Tornando alle api , esse vivono in comunità ideali in cui ognuna ha il suo compito. Non c'è spazio per la pigrizia, severamente condannata. Alcune di loro producono miele o cera, altre svolazzano di fiore in fiore alla ricerca degli ingredienti per la produzione. Si muovono nei confini del loro territorio, piccola signoria di cui l'alveare è il castello. Esso è costruito con sapienza e ingegno: l'involucro di cera, dura ed inespugnabile, lo protegge dai nemici, calabroni in primis

Api dal De natura animalium, Cambrai, 1270 circa


Le api guerriere  difendono la comunità, quella stessa che ama ed elogia il proprio re. L'ape regina, a capo dell'alveare, viene scelta dal suo popolo in quanto più bella e più nobile tra tutte. Non usa mai il suo pungiglione. È buona e generosa, sempre scortata dalle sue guardie del corpo anche nell'arnia. Queste ultime sono fiere combattenti, riconoscibili dal pungiglione più lungo. Esse non esitano a sacrificarsi in nome del loro re e della comunità di cui fanno parte.

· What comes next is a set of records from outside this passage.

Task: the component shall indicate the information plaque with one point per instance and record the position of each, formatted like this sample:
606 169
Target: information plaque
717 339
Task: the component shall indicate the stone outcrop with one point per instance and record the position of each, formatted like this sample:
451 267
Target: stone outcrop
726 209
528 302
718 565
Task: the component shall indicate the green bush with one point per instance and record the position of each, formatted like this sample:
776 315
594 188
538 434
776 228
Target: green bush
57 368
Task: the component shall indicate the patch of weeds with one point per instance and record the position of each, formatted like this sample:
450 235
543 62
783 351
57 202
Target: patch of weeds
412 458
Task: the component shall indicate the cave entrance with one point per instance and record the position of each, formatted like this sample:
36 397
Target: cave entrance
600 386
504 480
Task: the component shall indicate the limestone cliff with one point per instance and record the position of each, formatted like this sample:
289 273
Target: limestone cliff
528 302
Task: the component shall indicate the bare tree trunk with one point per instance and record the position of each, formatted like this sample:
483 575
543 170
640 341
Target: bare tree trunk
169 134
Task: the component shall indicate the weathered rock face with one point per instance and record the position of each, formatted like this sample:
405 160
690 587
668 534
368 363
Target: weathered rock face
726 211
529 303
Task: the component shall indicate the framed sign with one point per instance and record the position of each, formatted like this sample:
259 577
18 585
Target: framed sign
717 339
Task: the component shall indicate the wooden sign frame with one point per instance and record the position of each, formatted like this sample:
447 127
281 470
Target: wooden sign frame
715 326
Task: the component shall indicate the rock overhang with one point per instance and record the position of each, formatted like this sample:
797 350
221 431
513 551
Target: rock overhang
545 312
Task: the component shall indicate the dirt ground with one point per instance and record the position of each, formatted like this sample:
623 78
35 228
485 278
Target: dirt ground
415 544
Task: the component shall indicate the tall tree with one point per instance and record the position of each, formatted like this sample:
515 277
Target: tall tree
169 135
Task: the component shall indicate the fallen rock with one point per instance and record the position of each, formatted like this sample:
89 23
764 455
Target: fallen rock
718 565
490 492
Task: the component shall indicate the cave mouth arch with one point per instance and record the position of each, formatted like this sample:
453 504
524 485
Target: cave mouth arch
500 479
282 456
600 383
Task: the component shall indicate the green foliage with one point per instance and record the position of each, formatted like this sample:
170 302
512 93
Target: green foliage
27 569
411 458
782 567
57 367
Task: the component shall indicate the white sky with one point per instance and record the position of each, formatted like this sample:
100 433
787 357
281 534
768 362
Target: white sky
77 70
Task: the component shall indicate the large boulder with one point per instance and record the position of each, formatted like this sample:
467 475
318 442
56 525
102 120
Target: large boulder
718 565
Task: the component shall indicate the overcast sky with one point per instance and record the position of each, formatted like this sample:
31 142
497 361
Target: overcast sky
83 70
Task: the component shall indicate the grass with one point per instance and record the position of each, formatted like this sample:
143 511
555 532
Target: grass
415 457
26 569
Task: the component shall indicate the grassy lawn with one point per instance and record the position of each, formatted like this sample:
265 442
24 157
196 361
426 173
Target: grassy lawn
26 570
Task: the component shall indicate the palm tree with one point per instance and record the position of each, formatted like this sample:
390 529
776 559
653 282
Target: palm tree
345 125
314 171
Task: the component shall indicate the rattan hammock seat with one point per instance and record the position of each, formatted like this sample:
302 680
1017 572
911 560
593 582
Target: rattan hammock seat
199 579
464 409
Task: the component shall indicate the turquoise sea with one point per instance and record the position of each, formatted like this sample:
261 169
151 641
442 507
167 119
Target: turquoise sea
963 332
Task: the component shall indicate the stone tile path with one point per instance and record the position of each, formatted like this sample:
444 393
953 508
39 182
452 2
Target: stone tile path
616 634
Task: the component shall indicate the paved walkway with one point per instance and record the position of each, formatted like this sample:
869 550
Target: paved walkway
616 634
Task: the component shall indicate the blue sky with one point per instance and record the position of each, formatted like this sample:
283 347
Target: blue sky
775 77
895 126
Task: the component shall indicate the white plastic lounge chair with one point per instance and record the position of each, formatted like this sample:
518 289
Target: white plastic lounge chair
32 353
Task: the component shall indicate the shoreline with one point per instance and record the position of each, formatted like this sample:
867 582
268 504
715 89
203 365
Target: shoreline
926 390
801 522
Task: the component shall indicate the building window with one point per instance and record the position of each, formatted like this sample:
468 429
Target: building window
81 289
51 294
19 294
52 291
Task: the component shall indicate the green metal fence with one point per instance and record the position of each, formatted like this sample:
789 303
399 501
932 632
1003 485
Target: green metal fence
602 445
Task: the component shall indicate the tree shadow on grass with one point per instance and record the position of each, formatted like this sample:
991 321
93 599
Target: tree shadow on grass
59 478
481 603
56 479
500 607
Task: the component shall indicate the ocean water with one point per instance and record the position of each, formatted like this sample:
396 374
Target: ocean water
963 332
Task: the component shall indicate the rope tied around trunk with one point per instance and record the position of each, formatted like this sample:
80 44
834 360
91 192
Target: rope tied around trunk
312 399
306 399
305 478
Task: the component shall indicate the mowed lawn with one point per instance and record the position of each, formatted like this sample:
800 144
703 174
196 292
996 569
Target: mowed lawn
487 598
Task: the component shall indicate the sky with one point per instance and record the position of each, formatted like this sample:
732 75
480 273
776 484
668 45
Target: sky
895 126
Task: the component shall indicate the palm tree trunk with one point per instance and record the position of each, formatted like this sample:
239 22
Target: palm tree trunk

Api operose dal dal Salterio di Luttrell, 1325 -133


Sono insetti  puliti, detestano il fumo e il rumore, amano curare la propria casa, non mangiano la carne di altri animali e, se tra loro decede qualche compagna, la trasportano fuori dall'alveare per un degno funerale. A differenza delle formiche, altrettanto operose ma lussuriose, le api non si accoppiano, restano vergini per tutta la vita. Nel Bestiario di Ashmole si legge che esse nascono dalla carne di vitello o di bue.